Lincolnshire Housing Partnership (LHP), the owner of the property, widened the front and interior doors to cater to the man’s needs. Sadly, the backdoor remains inaccessible. Hence, Burns cannot go and sit in his garden. The LHP states that they have launched “their own formal investigation,” arriving at the conclusion that it was unnecessary “to make adjustments” to the property’s rear. The LHP informed Burns that they can only provide one exit. 

 

Image credit: Grimsby Telegraph/MEN Media via Metro


Burns described the authority’s conclusion as a lottery, as he found out that “some people get two.” “If there’s a fire at the front of the house and that is blocked, the fire service said they’d have difficulty getting me out because I’m a big guy,” he conjectures. All the man wanted “was to get settled and sorted out.”

Burns adds, “They made the house 90 per cent perfect, but what they didn’t do was a door entry system and I’m doubly incontinent so if I need to let someone in of a night I might not be in the best state." He is trying to lose weight, stating that he has lost 50 lbs since taking medication for his diabetes after being diagnosed with the condition in 2018. 

 

Image credit: Grimsby Telegraph/MEN Media via Metro

 

In Burns’ perspective, he feels discriminated against because of his weight.
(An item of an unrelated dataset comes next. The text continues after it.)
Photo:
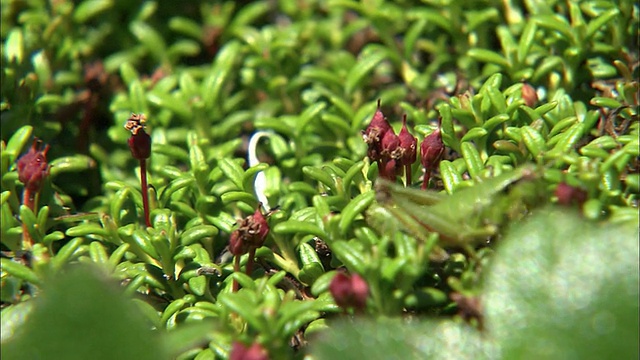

Perhaps he may have been prioritized if he were afflicted with another disability, Burns admits. Being unable to get fresh air worsens his depression and organizations resort to fat-shaming instead of lending a hand.

Fortunately, a spokesperson from the LHP decided to launch a formal independent investigation to address Burns’ concerns regarding fire safety. “We value all our customer feedback, and aim to support all our customers, particularly those with disabilities, to ensure that they have a home that is suitable for their needs,” the LHP states.